Non sarebbero i fenomeni atmosferici né tantomeno le decennali fluttuazioni climatiche a determinare l’ampliamento dei tropici. Per gli studiosi dell’Awi il principale accusato è il surriscaldamento globale. Gli scienziati, nel cercare di trovare una spiegazione all’incessante incremento del numero di incendi in diverse parti del mondo, sarebbero giunti a tale conclusione.

Quello dei tropici è un clima diversificato: al centro della fascia umido, mentre ai suoi confini manifesta un caldo particolarmente torrido. Sarebbero proprio tale fascia arida ad espandersi sia verso nord (giungendo sino in California dove si è verificata una catena di incendi di proporzioni bibliche) sia verso sud.

Gli scienziati dell’Awi, i quali hanno pubblicato la loro ricerca sulle pagine del Journal of geophysical research atmospheres, hanno spiegato che l’Oceano avrebbe assunto una temperatura totalmente atipica.

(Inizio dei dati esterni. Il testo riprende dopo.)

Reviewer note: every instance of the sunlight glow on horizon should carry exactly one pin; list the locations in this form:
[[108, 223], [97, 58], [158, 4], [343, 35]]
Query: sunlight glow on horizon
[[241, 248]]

Uno dei coordinatori dello studio ha affermato che tramite lo studio è stato rilevato l’innalzamento di temperatura nelle acque oceaniche. Per effettuare la ricerca, gli scienziati si sono avvalsi di modelli nati dai vortici oceanici subtropicali, ampi molte centinaia di chilometri. Pare che questi ultimi si condensino maggiormente dove vi sono rifiuti in plastica. Ma perché? La spiegazione è da ricercarsi nel fatto che l’acqua in vortice si riscalda in maniera consistente, in misura di molto maggiore rispetto a quella piatta. Il medesimo effetto lo sortisce la plastica, che facilmente assorbe e sprigiona calore.

Questo incessante avanzare della fascia tropicale si sta dirigendo verso i poli della terra. Lo si nota benissimo dagli eventi registratisi in Oceania.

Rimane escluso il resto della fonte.